You can also access duplicate files from the the Document Viewer, identified under the 'Exact Duplicate' section. From this page you will be able to find similar key documents, accelerate review from by mass tagging similar documents, checking consistency on responsiveness and privilege groupings between similar documents, email threading, etc.)


Filter For Duplicates 

Once the deduplication is completed, go to the Browse or Search pages and apply one of the following filters:
>Duplicate>'Show Duplicates Only'. It will only display the group of files marked as duplicates.
>Duplicates>'Exclude Duplicates'. The result will hide all the files marked as 'IsDuplicate' in the case. Filters will not change the file count within a case (no automatic deletion), so for Lexbe eDiscovery Platform Storage Calculation purposes we recommend that you delete any unneeded files from the case.

When you apply filters,
Lexbe eDiscovery Platform automatically saves the records under the Filter Quick Links section and creates filter hyperlinks to open specific set of documents. You can rename them by clicking on the ‘Edit’ hyperlink.




Deleting Duplicates

To Remove the files, first you need to apply filter on 'Show Duplicates Only' = 'checked', select 'All XX Documents in Case' (if more than 25), and then click on the 'Delete Selected Docs' button. As deleted duplicates cannot be recovered, consider not deleting and filtering for view ('Select Filter>Duplicates>Exclude Duplicates'), or downloading before deleting, so a recovery is possible. We recommend that you create a download briefcase as a backup and save it to your local desktop since there is not a 100% guaranteed way to detect duplicates.

Please be careful with what you delete and also note that while some files might have the same values that don’t necessarily mean they are exact duplicates, for example you may see the same PDF twice in the case where the first file is an original PDF and the second is a scan image version with the addition of a text layer beneath the image.

Risks Of Deleting Email Attachments

We recommend that you do not delete duplicates marked as ‘IsEmailAttachemnt’ in
Lexbe eDiscovery Platform so that users reviewing email collection will be able to establish how the content was distributed and who may have been sharing information. Often, email (MSGs) created by different custodians may also contain the same attachments.

NOTE: In case there is an email attachment and a loose file that are duplicates, both files will not be marked as 'IsDuplicate' in
Lexbe eDiscovery Platform. The attachments generally should not be deleted as duplicates, unless the entire email body is as well. Otherwise, the email family will be broken and the Document Viewer will not associate them. Our system will not dedup email attachments from different email families.

Still Finding Duplicates In The Case?

That is possible, since a file can be introduced into a document collection in multiple ways. For example, different custodians might attach the same document to an email and send it to different recipients, creating separate versions of the same file. During a document collection, those separate emails can be collected and introduced into a document collection and the same attachments are also captured along with each email. Those emails are kept in different families, and deduplication will not eliminate copies in different email families.

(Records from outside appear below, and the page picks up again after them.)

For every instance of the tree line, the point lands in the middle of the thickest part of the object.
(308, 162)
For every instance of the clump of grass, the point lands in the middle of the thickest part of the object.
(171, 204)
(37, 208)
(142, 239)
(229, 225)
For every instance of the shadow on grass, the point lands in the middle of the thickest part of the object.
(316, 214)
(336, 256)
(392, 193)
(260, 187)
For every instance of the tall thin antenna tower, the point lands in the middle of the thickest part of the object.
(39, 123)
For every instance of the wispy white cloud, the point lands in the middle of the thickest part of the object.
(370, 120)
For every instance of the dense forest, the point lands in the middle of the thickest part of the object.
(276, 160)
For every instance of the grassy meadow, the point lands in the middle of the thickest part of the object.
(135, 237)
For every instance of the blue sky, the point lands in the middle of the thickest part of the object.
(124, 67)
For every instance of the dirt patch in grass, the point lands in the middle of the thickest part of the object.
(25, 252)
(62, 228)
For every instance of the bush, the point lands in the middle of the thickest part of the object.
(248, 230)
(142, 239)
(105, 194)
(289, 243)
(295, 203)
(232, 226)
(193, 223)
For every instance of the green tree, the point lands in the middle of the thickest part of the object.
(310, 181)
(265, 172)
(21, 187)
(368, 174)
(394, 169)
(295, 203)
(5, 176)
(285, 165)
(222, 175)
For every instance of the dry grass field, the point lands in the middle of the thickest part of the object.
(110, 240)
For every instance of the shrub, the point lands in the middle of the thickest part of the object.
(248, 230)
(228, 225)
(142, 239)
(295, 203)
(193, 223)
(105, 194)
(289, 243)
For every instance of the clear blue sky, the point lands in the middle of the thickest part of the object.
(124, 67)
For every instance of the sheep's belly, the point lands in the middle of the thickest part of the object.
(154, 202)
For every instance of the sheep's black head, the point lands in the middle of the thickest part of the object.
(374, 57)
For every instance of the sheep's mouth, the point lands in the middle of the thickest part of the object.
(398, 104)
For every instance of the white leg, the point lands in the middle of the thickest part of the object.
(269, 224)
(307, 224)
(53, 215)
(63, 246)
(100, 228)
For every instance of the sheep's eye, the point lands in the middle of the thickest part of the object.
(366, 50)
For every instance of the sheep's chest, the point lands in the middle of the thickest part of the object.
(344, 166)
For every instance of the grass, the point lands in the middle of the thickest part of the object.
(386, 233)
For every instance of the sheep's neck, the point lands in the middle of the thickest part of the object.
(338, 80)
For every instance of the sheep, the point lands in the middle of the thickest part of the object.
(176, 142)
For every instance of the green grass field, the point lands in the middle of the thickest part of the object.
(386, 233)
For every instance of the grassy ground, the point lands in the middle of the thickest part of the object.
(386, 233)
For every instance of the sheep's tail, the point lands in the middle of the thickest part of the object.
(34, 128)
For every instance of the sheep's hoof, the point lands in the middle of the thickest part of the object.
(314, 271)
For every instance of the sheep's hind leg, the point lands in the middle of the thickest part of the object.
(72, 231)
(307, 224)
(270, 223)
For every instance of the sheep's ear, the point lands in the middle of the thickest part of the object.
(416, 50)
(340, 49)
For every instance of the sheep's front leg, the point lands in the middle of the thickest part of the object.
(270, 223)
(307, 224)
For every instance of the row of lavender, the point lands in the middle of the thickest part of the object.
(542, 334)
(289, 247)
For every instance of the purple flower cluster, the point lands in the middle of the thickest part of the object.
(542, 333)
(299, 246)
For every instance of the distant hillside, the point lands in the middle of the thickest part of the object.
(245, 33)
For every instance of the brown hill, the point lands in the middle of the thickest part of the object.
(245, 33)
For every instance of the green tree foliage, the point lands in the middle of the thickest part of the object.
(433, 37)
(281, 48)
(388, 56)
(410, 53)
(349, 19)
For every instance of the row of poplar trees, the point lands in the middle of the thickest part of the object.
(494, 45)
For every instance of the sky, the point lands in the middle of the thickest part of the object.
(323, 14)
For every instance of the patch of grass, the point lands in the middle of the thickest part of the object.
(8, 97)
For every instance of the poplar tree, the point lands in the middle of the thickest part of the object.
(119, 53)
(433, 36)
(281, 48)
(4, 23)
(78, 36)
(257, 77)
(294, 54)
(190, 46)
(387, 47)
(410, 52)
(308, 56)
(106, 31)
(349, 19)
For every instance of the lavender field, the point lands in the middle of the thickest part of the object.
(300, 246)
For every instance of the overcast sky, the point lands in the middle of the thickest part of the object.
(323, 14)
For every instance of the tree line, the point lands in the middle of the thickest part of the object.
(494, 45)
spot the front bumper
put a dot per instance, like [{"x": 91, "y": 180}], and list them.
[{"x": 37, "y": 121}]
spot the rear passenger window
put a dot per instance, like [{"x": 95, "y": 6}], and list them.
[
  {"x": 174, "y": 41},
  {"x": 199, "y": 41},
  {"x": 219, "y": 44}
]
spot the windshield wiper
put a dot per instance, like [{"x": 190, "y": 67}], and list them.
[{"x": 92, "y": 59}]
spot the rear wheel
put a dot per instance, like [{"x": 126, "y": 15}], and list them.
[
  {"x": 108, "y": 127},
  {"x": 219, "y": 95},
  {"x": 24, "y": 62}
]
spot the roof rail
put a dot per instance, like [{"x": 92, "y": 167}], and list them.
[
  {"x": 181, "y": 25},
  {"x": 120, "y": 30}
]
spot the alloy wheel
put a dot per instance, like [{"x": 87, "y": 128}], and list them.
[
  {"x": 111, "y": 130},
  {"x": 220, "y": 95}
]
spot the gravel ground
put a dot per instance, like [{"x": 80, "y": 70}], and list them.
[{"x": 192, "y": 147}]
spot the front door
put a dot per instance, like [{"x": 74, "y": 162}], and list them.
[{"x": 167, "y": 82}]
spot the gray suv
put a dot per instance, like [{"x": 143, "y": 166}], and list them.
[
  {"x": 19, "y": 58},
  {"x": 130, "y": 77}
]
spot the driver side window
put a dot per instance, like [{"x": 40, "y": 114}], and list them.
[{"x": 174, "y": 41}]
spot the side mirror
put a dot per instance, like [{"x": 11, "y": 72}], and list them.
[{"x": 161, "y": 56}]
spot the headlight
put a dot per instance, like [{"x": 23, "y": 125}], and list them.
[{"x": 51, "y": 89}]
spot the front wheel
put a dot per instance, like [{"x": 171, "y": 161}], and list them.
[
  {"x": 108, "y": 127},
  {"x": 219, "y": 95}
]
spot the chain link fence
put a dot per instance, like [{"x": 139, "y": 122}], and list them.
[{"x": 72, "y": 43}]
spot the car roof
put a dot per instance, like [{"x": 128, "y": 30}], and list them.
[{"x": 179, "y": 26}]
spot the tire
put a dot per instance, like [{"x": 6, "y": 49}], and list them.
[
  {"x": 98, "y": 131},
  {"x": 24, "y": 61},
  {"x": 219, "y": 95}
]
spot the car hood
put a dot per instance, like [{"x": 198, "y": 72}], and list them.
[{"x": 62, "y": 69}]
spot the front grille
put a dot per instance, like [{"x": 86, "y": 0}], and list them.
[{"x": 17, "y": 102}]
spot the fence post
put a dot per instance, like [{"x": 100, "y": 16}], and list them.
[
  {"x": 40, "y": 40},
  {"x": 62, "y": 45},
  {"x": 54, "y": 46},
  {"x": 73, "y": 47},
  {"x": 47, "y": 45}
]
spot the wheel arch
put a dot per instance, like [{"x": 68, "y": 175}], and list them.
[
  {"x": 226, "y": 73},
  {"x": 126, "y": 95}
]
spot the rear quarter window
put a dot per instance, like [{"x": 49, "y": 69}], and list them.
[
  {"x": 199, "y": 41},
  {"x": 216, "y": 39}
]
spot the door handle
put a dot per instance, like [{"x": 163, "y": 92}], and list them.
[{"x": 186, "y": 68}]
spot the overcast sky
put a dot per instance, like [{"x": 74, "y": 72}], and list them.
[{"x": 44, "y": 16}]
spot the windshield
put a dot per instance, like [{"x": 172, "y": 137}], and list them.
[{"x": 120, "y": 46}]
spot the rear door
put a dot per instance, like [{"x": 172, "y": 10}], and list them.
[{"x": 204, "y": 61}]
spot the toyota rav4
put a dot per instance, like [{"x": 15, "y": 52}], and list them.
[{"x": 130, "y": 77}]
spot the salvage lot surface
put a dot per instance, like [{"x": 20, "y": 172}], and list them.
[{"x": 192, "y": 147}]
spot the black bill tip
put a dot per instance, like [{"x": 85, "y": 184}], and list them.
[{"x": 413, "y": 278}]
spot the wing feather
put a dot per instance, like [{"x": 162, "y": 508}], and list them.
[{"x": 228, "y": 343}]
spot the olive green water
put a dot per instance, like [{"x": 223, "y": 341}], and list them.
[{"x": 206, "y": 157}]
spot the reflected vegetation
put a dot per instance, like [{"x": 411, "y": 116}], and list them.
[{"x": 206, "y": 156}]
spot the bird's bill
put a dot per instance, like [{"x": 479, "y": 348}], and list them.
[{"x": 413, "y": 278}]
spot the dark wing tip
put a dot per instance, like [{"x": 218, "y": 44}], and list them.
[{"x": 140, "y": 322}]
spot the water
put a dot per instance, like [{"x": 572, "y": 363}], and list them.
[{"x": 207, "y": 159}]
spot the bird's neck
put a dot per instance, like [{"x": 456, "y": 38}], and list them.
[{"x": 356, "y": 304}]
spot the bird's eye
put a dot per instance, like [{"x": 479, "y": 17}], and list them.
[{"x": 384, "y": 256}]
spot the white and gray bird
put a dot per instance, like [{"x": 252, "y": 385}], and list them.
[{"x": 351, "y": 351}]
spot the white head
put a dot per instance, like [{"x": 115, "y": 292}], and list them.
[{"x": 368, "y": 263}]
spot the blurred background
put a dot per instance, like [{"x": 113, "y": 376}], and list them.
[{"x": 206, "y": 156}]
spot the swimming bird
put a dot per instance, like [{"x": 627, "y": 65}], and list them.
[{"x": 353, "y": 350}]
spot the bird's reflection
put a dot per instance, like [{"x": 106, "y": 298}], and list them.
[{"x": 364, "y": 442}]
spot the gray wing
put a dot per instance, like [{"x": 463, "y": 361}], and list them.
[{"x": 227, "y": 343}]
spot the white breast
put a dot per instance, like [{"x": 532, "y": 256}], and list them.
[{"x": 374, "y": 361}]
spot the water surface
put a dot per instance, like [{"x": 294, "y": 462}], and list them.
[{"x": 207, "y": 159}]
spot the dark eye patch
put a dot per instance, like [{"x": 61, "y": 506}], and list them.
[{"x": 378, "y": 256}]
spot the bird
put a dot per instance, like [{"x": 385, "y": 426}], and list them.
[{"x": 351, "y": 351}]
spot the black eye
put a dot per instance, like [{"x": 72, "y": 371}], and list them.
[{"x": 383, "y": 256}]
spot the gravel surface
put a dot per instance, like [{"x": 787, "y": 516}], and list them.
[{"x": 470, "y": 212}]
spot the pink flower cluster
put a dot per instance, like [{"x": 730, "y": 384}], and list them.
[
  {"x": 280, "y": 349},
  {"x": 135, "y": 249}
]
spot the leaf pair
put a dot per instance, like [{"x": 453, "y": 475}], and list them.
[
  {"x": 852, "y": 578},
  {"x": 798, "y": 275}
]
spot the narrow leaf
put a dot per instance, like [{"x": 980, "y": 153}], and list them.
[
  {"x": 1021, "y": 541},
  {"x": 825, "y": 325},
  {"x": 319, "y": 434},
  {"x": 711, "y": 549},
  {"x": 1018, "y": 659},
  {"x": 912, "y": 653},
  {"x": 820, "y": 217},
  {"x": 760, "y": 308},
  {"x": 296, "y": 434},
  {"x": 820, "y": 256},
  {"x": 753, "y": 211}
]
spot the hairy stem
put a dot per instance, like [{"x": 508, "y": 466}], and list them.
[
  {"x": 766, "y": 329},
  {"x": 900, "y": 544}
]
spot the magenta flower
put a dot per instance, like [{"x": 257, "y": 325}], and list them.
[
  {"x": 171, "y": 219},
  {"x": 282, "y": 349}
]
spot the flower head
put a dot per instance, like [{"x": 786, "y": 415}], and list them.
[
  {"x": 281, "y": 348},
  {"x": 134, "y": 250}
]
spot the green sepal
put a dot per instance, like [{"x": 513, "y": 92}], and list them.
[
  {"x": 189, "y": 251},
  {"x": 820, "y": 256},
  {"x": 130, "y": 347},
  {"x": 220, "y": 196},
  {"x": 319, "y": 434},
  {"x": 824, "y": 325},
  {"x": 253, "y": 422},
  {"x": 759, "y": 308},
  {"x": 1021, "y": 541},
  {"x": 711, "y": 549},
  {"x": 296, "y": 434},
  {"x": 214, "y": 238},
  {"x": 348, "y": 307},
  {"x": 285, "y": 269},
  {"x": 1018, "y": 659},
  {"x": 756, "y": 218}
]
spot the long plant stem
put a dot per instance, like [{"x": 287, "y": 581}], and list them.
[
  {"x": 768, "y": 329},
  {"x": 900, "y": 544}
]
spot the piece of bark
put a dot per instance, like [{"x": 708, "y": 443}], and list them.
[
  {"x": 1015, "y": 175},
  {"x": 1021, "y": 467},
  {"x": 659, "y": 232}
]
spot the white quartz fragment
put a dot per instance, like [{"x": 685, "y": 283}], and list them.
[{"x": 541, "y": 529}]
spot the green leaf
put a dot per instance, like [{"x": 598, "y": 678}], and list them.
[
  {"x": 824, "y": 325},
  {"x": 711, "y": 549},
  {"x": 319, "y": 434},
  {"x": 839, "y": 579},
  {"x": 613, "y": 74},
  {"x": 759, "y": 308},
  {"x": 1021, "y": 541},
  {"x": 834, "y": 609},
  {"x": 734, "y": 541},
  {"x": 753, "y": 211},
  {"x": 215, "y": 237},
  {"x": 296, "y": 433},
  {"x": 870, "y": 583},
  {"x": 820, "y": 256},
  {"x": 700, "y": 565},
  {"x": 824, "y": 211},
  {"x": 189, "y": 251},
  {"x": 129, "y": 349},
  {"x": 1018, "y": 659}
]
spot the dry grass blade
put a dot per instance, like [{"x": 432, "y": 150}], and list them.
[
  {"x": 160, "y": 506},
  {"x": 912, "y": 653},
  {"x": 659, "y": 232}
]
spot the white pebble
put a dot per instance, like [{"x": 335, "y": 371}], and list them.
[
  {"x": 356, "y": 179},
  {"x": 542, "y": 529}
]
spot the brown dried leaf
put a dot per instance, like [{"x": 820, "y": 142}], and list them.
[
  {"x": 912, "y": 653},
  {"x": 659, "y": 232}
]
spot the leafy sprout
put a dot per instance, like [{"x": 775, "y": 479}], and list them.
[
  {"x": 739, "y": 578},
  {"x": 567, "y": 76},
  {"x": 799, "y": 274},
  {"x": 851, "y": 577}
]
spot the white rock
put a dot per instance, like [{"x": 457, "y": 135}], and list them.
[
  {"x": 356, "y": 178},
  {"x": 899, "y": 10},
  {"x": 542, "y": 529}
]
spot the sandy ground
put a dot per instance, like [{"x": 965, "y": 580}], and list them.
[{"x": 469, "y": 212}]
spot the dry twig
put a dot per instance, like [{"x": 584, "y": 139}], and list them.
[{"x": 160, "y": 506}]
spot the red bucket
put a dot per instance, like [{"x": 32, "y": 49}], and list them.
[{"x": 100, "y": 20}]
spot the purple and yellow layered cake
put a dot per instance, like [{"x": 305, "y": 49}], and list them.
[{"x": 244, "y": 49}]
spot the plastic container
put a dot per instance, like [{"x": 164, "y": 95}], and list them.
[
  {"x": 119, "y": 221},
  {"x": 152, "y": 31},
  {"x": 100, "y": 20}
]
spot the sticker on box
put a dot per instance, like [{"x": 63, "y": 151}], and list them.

Manually Identifying & Reviewing Duplicates

If needed and subject to your own manual review and quality control, you may group and review similar
documents and determine that some are duplicates for batch coding, even though they do not qualify as exact duplicates or hash duplicates.  Without a thorough manual review you cannot be sure they are not really different documents.  Files for this purpose can be displayed and sorted by title, extension, size or same number of words, looking for similarities that might indicate duplicates. 
Here are the steps to try this approach:
>From the Browse or Search pages, show Column Section>Built-in Doc Fields
>Select the Original Title, Ext, Pages, Words, Size, and IsEmailAttachment columns. This will help you to consider files with similar names, exact number of pages, words, etc.
>Sort on the various column head and look for similarities that suggest duplicates.
>Do not delete a file unless you are sure it really is.
>Do not delete files as duplicate if they are attachments to email.